I just need to write down that I truly believe that nothing worth having ever comes easy. I was looking at the formals that Ryan and I got done before our wedding and it really just hit me for the first time in months. The fact that he and I are getting married is actually kind of a miracle.

I mean seriously. We had a long distance relationship to start out with. Me being at SUU and him at BYU. We saw each other on weekends sometimes. We talked on the phone, texted, and skyped a lot.

Then he went and served a mission about 8 months later. I didn't see him for almost 3 years! Why? Because halfway through his mission I decided I wanted to go serve one too!
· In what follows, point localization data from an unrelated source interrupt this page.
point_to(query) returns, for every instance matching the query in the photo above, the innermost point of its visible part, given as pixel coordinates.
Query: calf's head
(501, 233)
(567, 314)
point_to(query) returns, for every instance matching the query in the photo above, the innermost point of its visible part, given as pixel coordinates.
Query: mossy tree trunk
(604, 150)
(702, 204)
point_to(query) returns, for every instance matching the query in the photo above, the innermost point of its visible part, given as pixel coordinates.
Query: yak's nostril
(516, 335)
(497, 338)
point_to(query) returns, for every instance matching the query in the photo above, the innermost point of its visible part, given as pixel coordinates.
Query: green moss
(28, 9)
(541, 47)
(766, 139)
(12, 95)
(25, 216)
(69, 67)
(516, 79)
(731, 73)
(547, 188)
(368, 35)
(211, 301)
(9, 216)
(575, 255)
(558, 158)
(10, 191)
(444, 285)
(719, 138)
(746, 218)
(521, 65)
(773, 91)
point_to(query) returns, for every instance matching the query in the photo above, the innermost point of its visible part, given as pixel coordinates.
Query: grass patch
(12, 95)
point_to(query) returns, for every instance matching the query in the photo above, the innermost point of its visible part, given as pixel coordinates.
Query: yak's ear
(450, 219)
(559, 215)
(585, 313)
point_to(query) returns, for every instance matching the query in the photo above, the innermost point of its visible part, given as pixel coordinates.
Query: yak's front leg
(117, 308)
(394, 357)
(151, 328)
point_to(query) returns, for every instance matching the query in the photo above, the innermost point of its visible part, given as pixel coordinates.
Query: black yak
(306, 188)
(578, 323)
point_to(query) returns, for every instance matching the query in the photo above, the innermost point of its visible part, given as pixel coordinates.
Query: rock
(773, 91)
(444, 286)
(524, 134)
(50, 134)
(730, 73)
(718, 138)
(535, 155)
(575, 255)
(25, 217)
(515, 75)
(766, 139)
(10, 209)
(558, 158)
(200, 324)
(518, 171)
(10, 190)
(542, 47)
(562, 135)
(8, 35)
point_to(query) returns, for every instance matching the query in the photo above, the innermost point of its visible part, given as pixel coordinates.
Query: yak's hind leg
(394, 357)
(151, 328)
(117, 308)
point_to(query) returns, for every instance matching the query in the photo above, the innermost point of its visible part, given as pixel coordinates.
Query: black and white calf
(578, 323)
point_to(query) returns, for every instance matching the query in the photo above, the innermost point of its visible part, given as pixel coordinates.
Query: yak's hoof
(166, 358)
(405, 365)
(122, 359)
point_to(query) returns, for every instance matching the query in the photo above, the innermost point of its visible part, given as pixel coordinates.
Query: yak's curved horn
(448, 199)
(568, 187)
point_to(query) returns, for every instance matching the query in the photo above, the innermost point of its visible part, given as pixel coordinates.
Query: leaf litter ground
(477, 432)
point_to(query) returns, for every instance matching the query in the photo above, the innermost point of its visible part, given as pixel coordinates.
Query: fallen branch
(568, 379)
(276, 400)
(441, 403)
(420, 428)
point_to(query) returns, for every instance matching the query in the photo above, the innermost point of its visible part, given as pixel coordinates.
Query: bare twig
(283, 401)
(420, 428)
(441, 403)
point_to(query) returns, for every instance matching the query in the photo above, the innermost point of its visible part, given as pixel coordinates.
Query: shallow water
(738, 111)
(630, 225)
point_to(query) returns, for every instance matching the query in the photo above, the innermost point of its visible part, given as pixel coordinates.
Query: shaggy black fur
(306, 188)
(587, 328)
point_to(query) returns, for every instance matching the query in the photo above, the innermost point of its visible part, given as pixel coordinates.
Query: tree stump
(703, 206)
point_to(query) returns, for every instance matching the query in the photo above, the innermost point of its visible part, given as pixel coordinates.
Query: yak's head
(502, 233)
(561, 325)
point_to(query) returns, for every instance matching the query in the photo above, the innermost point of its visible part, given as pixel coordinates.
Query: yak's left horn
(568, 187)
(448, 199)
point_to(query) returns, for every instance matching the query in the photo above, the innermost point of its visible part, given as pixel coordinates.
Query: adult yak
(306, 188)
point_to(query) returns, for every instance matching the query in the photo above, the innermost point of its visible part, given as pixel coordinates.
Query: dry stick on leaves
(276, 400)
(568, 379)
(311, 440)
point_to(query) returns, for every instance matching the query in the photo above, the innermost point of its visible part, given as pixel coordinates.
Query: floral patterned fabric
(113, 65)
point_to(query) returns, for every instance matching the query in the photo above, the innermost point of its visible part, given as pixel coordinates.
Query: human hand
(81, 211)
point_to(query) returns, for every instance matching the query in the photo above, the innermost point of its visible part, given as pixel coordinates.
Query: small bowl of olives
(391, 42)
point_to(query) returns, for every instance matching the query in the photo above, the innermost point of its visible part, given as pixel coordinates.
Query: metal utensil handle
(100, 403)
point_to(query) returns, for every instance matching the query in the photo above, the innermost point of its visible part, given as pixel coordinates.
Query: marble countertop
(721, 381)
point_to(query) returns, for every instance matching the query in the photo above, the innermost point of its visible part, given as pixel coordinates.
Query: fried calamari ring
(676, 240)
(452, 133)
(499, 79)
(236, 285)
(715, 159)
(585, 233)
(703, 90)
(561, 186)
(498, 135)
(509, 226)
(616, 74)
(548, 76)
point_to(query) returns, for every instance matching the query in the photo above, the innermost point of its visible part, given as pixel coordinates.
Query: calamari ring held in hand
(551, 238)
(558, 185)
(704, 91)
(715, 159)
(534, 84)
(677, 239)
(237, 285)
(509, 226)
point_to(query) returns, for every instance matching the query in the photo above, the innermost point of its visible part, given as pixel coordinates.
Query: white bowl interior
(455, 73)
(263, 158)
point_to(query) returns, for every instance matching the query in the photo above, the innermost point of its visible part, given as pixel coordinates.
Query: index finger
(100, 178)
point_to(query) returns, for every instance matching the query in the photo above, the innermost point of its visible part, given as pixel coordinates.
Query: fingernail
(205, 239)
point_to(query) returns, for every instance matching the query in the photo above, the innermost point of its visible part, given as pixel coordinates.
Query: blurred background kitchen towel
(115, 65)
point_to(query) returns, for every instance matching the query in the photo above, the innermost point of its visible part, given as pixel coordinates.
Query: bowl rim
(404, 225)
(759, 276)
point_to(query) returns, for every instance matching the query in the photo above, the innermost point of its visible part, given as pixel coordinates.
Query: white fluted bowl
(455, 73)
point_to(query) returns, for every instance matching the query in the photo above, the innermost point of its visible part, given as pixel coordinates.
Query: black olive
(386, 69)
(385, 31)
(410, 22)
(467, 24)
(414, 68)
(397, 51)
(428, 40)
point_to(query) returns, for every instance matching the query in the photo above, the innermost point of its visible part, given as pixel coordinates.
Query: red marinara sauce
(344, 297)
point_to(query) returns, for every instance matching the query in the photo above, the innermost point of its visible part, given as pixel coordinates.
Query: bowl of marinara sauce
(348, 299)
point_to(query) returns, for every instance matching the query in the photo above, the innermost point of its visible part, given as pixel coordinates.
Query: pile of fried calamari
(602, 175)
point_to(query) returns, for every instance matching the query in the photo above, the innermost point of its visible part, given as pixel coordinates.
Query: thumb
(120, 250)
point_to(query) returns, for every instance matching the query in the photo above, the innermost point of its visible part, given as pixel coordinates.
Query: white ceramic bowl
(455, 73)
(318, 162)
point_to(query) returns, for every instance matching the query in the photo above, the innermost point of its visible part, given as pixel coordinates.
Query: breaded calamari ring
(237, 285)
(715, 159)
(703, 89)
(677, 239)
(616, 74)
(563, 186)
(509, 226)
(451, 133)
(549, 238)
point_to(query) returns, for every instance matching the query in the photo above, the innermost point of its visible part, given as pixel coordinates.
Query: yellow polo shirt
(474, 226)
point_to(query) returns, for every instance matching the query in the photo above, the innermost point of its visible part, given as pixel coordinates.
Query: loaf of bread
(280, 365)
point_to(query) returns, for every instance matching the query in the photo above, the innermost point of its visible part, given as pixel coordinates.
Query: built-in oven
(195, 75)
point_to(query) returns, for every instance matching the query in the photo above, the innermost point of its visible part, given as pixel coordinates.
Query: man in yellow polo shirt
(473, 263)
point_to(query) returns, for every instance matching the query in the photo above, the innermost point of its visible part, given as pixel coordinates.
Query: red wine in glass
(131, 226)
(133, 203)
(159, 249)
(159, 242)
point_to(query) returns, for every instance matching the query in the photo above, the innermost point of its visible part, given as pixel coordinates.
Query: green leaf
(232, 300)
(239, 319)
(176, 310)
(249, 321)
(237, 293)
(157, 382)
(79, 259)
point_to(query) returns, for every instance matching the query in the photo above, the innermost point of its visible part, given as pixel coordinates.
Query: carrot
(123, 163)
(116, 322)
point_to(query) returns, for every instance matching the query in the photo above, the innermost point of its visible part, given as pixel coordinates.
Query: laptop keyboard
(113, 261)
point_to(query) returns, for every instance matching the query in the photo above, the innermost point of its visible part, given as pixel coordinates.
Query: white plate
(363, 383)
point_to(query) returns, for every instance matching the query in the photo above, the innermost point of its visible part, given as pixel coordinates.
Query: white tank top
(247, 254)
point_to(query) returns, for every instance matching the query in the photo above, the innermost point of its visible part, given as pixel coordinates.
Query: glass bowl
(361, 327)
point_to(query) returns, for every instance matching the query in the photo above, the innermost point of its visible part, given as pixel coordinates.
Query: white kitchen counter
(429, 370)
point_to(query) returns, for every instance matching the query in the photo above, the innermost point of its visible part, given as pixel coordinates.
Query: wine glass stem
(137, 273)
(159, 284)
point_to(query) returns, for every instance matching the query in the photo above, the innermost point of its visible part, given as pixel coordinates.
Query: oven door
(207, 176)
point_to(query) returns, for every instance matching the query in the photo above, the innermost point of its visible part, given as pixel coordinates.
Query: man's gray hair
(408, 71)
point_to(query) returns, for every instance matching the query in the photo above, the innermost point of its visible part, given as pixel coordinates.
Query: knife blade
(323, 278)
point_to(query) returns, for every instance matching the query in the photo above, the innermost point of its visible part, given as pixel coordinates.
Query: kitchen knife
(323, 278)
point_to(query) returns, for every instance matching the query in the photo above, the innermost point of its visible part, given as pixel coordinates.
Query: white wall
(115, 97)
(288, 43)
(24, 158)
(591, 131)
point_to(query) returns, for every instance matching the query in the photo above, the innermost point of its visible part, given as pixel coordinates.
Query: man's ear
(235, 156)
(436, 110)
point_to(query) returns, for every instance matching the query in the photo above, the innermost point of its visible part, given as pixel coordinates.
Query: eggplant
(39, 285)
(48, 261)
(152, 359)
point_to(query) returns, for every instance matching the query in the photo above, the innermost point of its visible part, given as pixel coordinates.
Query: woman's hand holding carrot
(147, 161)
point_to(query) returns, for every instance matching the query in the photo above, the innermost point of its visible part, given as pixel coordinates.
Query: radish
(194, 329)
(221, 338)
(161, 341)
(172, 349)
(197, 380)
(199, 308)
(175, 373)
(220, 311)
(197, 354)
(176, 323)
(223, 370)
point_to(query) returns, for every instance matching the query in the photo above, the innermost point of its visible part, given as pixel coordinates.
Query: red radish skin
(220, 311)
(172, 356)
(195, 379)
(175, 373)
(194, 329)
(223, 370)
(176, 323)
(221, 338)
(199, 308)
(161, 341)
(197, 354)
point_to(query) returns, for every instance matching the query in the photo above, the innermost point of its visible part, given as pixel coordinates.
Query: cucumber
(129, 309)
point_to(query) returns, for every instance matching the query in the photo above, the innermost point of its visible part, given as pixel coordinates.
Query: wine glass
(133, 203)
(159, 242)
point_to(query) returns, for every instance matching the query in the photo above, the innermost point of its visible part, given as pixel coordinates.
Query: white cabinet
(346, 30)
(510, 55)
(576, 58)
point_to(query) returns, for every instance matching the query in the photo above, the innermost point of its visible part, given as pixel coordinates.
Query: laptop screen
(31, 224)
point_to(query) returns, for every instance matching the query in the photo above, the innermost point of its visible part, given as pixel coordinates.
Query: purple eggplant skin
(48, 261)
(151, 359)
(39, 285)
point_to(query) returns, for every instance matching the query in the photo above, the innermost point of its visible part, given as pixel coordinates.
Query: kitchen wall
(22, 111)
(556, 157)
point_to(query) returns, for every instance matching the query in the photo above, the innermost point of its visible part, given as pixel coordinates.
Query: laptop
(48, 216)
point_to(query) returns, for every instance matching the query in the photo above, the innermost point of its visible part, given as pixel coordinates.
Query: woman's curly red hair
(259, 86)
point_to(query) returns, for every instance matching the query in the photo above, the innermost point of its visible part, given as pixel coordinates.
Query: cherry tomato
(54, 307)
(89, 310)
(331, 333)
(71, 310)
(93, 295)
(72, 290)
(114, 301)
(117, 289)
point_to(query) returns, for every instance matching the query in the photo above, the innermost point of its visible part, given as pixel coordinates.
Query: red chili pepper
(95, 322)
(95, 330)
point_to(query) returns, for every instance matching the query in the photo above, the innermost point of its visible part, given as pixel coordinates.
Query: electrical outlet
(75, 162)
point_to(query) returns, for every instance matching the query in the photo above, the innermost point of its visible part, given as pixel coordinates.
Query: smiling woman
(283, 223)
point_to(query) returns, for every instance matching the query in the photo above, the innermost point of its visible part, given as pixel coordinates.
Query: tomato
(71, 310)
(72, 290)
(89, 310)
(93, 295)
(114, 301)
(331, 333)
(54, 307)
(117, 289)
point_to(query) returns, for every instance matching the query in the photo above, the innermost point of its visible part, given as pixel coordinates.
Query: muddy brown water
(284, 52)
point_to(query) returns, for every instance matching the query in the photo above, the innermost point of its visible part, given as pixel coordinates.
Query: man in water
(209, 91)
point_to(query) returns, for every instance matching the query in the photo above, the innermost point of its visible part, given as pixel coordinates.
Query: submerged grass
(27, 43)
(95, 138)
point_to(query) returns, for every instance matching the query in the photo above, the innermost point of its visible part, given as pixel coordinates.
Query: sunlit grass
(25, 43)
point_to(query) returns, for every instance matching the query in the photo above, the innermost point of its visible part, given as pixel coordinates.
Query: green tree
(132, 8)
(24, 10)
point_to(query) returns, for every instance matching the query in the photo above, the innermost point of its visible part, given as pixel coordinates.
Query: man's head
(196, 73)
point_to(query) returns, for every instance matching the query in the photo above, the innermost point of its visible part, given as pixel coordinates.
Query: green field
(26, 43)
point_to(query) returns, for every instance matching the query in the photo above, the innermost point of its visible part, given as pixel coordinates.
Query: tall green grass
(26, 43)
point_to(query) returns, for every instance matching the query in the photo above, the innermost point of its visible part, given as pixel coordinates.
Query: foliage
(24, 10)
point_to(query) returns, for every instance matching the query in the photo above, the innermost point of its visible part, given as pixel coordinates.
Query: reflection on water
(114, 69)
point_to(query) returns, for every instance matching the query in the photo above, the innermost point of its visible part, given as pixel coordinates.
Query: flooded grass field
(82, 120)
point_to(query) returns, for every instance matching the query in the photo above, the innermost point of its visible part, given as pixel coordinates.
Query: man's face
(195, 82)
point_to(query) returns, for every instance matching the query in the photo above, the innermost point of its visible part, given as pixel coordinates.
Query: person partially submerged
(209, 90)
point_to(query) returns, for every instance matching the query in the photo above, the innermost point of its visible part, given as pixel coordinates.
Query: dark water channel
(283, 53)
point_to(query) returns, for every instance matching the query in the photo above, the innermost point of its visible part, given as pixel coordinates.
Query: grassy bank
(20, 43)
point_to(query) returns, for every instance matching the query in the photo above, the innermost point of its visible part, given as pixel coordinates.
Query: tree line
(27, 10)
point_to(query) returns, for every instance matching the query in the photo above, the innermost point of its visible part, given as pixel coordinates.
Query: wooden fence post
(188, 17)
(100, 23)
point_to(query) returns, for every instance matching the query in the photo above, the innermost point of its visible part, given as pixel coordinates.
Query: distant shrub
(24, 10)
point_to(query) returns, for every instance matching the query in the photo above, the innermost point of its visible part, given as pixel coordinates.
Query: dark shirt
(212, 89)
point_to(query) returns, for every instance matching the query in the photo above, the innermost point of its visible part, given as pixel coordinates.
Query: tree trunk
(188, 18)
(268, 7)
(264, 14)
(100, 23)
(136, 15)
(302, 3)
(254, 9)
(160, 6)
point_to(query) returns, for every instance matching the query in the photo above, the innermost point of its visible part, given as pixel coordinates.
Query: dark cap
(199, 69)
So we communicated purely through letters and emails for all that time.. with calls on Christmas for about 25 minutes a piece.

Then on top of that, I come home from my mission and I'm like, woah, this is too much. I'm freaking out just about being back in the real world. I can't handle having a boyfriend! I loved him so much it honestly hurt. I just wasn't ready, and frankly neither was he. So let's add more time apart to this journey, 6 months to be exact. We spent 6 months dating other people, being with ourselves, figuring out what we wanted.

Then around Christmas time of 2015, we are ready. We decide we want to be fully committed to each other again. We have a blast of a Christmas break (mostly watching Flight of the Conchords and eating peppermint ice cream), and the rest is history.

Now almost 9 months later, here we are, engaged, happy, feeling great about life and each other.

Getting to this place wasn't easy. There were times when he was on his mission where I would just cry because I missed him so much. And when I was on mine I'd wonder where he was and if we'd ever really end up together. I questioned things. I looked at other options. Why? Because I was only a month shy of 19 when we parted ways the first time and I'm only 23 now. I am young. I feel young. I've never been one to jump into big decisions, and this has been my path thus far.

Ryan is my best friend and my soul mate.